Trump insists the market will "bounce back very big" as stocks plunge due to coronavirus
On Thursday morning, just hours after one of the most mind-bending evenings in recent political memory, Wall Street abruptly stopped trading as stocks took a swan dive and the market chugged headfirst into its first bear territory in more than a decade, amidst the White House's floundering response to the coronavirus pandemic.
As Lawrence Summers, the treasury secretary under President Bill Clinton and President Barack Obama's National Economic Council director, succinctly put it:
Despite these giant warning lights — ones that to at least some analysts seem not dissimilar to the pre-2008 recession era — President Trump on Thursday insisted that everything was not only hunky-dory but, in fact, better than ever.
"You have to remember the stock market is still much higher than when I got here," Trump told reporters during an Oval Office photoshoot with Irish Prime Minister Leo Varadkar. "It is taking a big hit, but it is going to bounce back, and it is going to bounce back very big at the right time."
In fact, while Trump is technically correct that the market is marginally higher than when he took office, the truth is that his disastrous handling of the coronavirus crisis has contributed to enough of a Wall Street panic to essentially erase many of the gains Trump inherited and enjoyed during his administration.
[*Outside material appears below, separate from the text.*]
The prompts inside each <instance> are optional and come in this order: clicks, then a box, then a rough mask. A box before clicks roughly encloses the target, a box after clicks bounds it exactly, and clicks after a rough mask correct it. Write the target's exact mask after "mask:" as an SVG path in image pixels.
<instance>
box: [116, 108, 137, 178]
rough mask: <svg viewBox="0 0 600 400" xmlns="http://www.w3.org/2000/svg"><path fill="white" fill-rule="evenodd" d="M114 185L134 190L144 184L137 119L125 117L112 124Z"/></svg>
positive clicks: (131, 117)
And for a president who has made a habit of personalizing the market's trajectory, Trump seems incapable of thinking of the pandemic in anything other than economic terms — specifically, those that make him look good.
"With gasoline prices coming down, that's like a tax cut," Trump insisted, as the market tanked earlier this week after Saudi Arabia slashed oil prices. He added elsewhere during his remarks that "we want to lose as few people as possible" to coronavirus, before asking the press pool for the exact number of American coronavirus fatalities — a statistic that, despite his professed concern for human life, he didn't seem to have off the top of his head.